Inside the Mountain View mind

Big Data 101

When Christophe Bisciglia was still at Google, interviewing student engineers for admission to the Chocolate Factory, he was struck by how difficult it was for the uninitiated to grasp the company's multi-terrabyte data transformations.

"I started notice repeating pattern when interviewing students," he tells The Reg. "I would say 'OK, that's a great solution to the problem, but what would you do if you had a 1000 times as much data?' And they would just stare out at me, blank. It wasn't that they weren't smart or talented. It's just they'd never had the exposure."

In the hopes of shrinking this education gap, Google sent Bisciglia back to his alma mater, the University of Washington, where he taught a course on "working with big data." And Hadoop was the teaching model.

Google ended up hiring about half the students who took the class. And after the company open-sourced the curriculum, the same course was picked up by several other universities, including MIT and Berkeley. "In the past, it took three to six months to get hires up to speed with how to work with [Google] technology," Bisciglia says. "But if schools are teaching this as part of the standard undergraduate curriculum, Google saved that three to six months - multiplied by thousands of engineers."

To further facilitate such education, the company setup a Hadoop cluster inside one of its (then top secret) data centers, offering access to researchers across the planet.

Yes, this also juices the Yahoo!s and the Microsofts of the world. But Google is fond of saying "what's good for the internet is good for Google."

"As a result of having this large-scale data-processing technology easily available in open-source form, it makes it easier for other business to create and publish more data," ex-Googler Christophe Bisciglia says. "The more data that other business create and publish, the more data Google can slurp up and make universally accessible and useful."
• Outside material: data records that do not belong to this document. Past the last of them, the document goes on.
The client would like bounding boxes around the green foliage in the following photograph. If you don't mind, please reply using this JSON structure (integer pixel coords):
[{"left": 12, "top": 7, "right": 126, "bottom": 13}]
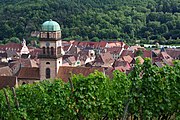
[
  {"left": 0, "top": 0, "right": 180, "bottom": 44},
  {"left": 0, "top": 59, "right": 180, "bottom": 119}
]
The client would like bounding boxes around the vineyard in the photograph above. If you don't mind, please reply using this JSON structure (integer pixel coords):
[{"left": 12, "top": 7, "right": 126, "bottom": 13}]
[{"left": 0, "top": 59, "right": 180, "bottom": 119}]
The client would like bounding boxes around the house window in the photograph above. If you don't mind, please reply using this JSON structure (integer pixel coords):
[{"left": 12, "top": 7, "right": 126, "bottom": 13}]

Why didn't Google just open-source MapReduce and GFS on its own? Bisciglia says the company mulled the idea "a little bit," but decided it was less than practical. "MapReduce and GFS is infinitely integrated with so many other systems. Trying to cleanly excise them would be a software engineering challenge that would take millions of man hours. There would be no clean way to cut it out."
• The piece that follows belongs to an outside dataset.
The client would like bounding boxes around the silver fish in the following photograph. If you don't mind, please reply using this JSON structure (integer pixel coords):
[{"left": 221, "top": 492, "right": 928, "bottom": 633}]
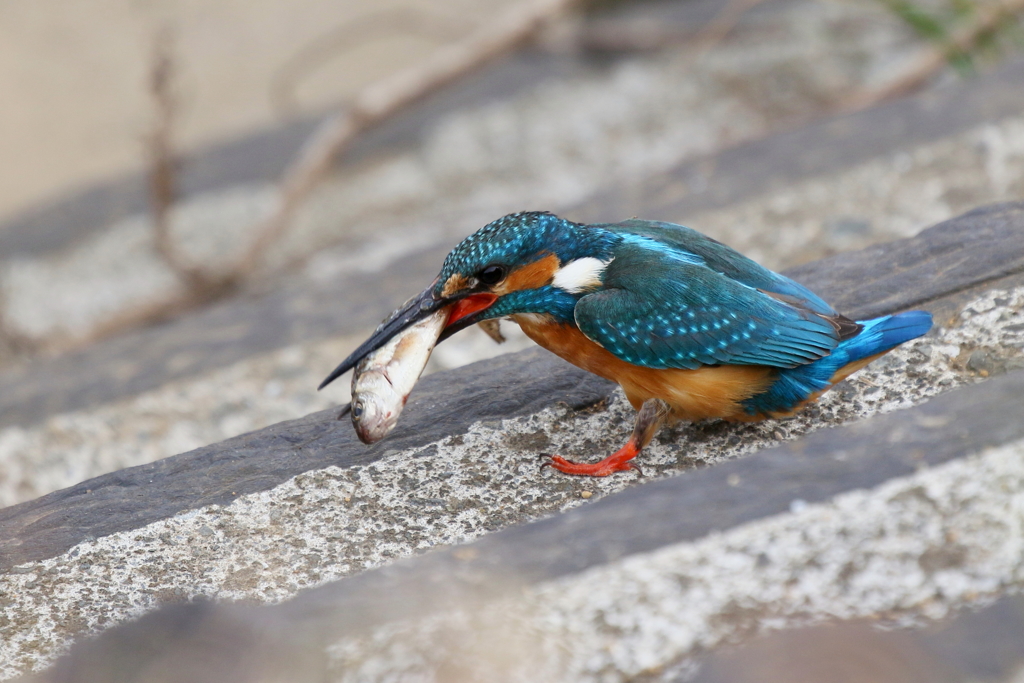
[{"left": 347, "top": 308, "right": 448, "bottom": 444}]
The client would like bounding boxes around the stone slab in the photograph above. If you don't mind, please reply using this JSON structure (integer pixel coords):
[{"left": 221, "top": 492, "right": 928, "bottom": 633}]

Plus, by the time Google got around to its mulling, Hadoop was already a thriving open source project. "It had a good community around it. It was seeing adoption at Yahoo! and Facebook," he says. "It wouldn't have been good for the community to have these two competing projects that do the same thing."

And, Bisciglia acknowledges, Google likes the fact that it's internal platform is "just a little bit better."

Last year, Hadoop researchers set an record on Jim Gray's sort algorithm, sorting a terabyte of random data in three minutes across 900 machines. But shortly thereafter, Google couldn't help but pipe up with the claim that it's very own MapReduce had done the job in just 60 seconds.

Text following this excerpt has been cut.